Kalavati Devi Rawat, a resident of Bacher, a remote village in Uttarakhand’s border district of Chamoli dared and succeeded.
Now in her mid-forties, Kalavati Devi was barely 17 when she took on the timber criminals, out to destroy the forests of Bacher. She tamed the out-of-control alcoholics in the mountain village, once a prototype of Uttarakhand’s brutally male-dominated hill society.Devi’s success lies, perhaps in her inherent honesty. "I am absolutely unlettered, I can’t read or write and my parents were too poor to send me to school," she admits rather disarmingly. The same unlettered but fiercely passionate Devi went on to win the Women's World Summit Foundation's prestigious ‘Prize for women's creativity in rural life.’
The secret behind the success story of this peasant woman, as one soon discovers, is her open-mindedness and inherent keenness to learn. She considers ‘Chipko’ leader Chandi Prasad Bhatt her inspiration.
The Chipko movement, the world’s pioneering green campaign, began in Uttarakhand sometime in 1970. It presented a unique sight with the hill women hugging trees to save forests from the forest mafia’s onslaught. Kalavati Devi’s crusade against timber criminals was inspired by the same campaign. But she discovered only later that a ‘Chipko’-like non-violent struggle could also help humble the forest mafia.
She had the realisation during her informal training as a budding social activist when she went about trying to solve the day-to-day problems of the village.
The first problem she confronted when she arrived in Bacher after getting married was the lack of electricity. Power was yet to reach the remote village and caused discontent among residents.
“We started looking for a solution and, one day, my village sarpanch and I trekked 25km to Gopeshwar where we met Bhattji (Chipko leader) at his residence and discussed our problem with him”, recalls Devi. He took them to the officer concerned and reasoned with him.
In a few days, the entire village was bathed in light; it had been connected to an electrical grid. “I had learnt my lessons: Never give up and keep pursuing things doggedly,” says Kalawati Devi animatedly.
Experiences such as these were, in fact, gradually preparing her for future challenges, she says.
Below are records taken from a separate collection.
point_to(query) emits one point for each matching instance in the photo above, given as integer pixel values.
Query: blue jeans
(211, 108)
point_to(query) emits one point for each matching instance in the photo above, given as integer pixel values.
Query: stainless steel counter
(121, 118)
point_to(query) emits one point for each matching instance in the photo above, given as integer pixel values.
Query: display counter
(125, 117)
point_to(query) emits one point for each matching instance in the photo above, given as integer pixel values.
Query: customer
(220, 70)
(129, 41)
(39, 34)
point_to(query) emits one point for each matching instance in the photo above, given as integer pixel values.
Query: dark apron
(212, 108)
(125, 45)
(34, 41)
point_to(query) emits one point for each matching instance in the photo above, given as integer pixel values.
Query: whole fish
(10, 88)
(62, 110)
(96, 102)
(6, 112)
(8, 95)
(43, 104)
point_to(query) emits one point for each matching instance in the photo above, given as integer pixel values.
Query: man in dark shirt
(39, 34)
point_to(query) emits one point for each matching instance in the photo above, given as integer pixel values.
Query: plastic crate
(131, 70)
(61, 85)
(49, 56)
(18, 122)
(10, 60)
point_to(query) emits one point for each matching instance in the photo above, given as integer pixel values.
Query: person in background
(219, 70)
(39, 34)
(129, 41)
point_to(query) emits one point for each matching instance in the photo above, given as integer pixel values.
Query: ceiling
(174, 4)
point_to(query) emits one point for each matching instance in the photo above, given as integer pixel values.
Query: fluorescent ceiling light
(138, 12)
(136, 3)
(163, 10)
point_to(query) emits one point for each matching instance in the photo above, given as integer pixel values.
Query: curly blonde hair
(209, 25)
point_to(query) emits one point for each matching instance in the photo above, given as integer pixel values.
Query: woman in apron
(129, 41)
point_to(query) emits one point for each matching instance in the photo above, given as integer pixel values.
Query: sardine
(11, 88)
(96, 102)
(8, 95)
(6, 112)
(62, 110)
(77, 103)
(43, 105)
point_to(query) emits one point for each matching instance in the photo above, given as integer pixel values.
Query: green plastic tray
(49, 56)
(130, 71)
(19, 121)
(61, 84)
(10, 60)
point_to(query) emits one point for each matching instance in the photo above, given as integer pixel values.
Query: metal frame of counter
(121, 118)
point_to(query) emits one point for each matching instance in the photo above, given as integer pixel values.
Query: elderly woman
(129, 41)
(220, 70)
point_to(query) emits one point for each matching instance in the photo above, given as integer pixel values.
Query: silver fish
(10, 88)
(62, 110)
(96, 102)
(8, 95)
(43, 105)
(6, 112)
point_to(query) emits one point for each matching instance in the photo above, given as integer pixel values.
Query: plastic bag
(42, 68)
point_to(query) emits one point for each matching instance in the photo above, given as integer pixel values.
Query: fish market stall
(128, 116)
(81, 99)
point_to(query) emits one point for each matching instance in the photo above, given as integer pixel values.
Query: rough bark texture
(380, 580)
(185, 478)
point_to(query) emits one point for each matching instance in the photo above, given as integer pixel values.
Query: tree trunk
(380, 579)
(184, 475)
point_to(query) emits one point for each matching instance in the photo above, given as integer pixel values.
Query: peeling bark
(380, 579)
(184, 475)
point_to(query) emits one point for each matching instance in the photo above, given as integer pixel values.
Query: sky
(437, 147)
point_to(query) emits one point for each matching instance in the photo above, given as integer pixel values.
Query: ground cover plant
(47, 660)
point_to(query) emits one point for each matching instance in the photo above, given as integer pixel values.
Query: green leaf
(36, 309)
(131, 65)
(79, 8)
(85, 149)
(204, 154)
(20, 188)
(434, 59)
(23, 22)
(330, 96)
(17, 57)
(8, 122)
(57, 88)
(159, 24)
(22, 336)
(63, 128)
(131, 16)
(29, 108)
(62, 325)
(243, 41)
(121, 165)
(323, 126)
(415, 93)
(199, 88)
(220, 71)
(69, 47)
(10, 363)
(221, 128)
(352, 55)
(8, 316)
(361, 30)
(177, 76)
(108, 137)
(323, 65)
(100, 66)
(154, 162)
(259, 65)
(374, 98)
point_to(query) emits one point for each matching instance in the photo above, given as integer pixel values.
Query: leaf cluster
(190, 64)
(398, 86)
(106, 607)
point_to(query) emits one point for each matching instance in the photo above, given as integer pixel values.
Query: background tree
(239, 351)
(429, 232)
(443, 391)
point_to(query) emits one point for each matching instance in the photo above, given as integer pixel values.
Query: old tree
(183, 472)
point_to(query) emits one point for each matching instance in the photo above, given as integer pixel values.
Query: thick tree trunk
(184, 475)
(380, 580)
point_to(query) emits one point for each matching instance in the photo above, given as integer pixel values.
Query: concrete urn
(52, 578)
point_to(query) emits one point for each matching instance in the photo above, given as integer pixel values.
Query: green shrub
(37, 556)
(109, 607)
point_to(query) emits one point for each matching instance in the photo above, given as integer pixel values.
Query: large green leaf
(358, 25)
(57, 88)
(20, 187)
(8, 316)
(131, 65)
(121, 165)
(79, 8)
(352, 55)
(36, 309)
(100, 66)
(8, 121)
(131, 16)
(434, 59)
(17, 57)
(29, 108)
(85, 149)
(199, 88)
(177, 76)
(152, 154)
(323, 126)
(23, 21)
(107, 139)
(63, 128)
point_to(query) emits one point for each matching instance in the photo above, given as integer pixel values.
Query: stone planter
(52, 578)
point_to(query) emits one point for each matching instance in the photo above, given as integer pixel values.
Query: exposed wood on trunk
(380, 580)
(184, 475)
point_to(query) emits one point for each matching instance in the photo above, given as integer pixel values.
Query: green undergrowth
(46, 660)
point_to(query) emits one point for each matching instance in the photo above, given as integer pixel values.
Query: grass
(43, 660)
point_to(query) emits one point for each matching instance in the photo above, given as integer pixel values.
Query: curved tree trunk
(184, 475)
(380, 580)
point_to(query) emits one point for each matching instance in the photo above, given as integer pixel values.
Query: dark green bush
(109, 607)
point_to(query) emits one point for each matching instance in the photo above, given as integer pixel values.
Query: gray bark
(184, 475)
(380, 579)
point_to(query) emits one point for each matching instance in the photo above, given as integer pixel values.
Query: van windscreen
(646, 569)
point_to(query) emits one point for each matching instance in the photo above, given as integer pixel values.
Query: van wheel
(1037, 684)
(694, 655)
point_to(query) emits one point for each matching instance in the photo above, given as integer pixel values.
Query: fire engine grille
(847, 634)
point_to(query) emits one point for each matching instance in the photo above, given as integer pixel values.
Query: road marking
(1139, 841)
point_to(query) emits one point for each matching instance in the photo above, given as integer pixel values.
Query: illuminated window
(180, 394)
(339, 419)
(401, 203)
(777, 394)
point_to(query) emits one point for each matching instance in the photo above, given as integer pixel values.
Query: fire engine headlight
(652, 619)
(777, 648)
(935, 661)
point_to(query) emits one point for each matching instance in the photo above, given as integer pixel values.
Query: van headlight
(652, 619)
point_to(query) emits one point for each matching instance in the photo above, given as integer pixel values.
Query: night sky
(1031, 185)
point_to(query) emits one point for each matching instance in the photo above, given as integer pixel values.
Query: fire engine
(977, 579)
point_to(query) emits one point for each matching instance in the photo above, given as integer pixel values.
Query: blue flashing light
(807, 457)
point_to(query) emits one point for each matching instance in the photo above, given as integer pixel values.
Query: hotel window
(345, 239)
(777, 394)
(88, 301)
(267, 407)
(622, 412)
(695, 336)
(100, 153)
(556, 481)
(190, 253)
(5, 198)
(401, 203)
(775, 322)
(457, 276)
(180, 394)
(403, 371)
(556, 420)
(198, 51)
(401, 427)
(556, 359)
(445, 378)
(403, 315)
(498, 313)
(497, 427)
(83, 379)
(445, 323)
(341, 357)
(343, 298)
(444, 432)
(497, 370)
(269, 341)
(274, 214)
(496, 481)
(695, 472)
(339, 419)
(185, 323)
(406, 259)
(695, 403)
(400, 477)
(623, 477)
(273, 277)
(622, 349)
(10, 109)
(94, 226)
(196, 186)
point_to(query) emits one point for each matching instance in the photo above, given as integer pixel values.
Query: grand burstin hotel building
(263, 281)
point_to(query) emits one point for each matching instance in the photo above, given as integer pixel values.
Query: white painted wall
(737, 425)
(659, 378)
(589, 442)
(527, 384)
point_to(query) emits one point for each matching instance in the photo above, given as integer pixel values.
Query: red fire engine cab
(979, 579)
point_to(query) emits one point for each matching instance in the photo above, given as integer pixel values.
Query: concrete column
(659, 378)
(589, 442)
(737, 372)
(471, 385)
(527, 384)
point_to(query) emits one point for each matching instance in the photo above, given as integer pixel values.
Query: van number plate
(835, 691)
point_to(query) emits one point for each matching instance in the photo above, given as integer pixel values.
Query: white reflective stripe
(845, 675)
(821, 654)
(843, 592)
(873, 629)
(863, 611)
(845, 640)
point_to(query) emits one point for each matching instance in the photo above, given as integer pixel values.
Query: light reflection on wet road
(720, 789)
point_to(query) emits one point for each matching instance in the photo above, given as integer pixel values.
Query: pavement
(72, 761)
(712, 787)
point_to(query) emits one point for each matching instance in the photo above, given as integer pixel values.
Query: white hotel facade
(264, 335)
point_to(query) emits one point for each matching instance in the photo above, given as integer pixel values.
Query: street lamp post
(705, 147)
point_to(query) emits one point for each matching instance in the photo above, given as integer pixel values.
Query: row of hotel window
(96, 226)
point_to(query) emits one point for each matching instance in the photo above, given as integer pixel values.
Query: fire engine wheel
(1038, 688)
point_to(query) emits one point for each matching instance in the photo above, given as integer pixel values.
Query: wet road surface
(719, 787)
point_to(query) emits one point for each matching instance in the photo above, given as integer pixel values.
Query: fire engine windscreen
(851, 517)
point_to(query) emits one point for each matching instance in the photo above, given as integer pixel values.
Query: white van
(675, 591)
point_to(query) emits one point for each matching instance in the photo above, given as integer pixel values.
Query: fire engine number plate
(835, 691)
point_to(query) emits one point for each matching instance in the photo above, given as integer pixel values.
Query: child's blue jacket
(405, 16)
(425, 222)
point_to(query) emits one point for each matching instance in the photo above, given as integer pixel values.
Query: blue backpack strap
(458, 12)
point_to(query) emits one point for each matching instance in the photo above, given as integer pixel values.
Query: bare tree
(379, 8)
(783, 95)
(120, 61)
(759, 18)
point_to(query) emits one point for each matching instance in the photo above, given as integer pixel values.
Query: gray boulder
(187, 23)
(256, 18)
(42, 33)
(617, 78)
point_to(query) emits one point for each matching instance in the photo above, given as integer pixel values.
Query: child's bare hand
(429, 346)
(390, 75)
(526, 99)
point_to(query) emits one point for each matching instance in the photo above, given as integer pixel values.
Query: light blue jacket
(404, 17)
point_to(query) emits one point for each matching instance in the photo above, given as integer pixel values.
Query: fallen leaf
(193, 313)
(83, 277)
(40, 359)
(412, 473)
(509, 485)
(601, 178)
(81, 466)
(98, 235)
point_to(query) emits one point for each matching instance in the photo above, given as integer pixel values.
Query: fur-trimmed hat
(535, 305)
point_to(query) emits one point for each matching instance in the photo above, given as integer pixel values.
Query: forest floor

One such challenge presented itself soon. The year was 1985. One morning, a group of women from Bacher set out on the five-km trek up to the panchayat forest of Taantri to bring fodder. “As we entered the jungle we were shocked to see a strange sight,” recollects Devi.
“The foresters present there had marked rows and rows of dead trees for felling. They were around 1000 in number”, she adds. “That's the last thing we wanted", recalls Radha Devi Rawat, a village forest panchayat member. “For, in the absence of deadwood, we would be forced to cut green trees for fuel and our forests — the only source of sustenance for us-would be finished,”she adds.
The foresters were, therefore, repeatedly urged to not fell trees, but to no effect.
There was a heated exchange of words between both sides. “The foresters tried all tricks to browbeat us", recalls Kalavati Devi. “They tried to offer us a bribe and even threatened to kill us but we refused to be cowed down.” As the impasse continued, the village women decided to launch an agitation in favour of their demand.
“One morning, we women set out on a 25-km hilly trek to the district headquarters' town (Gopeshwar) chanting slogans ‘Chipko Andolan Jindabad’ (Hail the Chipko Movement), Ped Lagao, Desh Bachao (Plant Trees, Save the Nation)”, recalls Radha Devi.
A 12-hour dharna later, the administration acquiesced. Trees won’t be felled in the Taantari forest, the district magistrate announced. A war had been won.
But a bigger problem persisted: the nexus between the forest mafia and the ‘alcoholics’ of Bacher. It continued to torment
the women. “Kalavati Devi had a novel solution to that problem too”, recalls Chandi Prasad Bhatt. “She knew the only way to break this nexus was by controlling the village forest panchayat,” he adds.
The then sub-divisional magistrate did put up some resistance to Kalavati Devi’s demand that women be allowed to contest the panchayat election. “The official concerned fell in line when I forcefully argued that women had been legally empowered to contest the panchayat elections”, she recalls.
Kalavati Devi was, in fact, referring to the 73rd and 74th constitutional amendments enacted in the early nineties. The panchayat polls were soon announced. The long tormented women of Bacher contested and literally swept the village forest panchayat election.
Since then, their hold over the local body has been intact. Now, armed with power, the women act tough with the alcoholics. “Earlier, the women confined themselves to breaking their crude distilleries. After their entry into the panchayats, they became tougher… and started hitting them with stinging nettle grass”, says Kalavati Devi who has been the president of the Mahila Mangal Dal, (an all-women group) of her village for the past three decades.
“Almost all our menfolk have now given up liquor,” she adds with her trademark smile, “There is also no trace of the timber mafia.”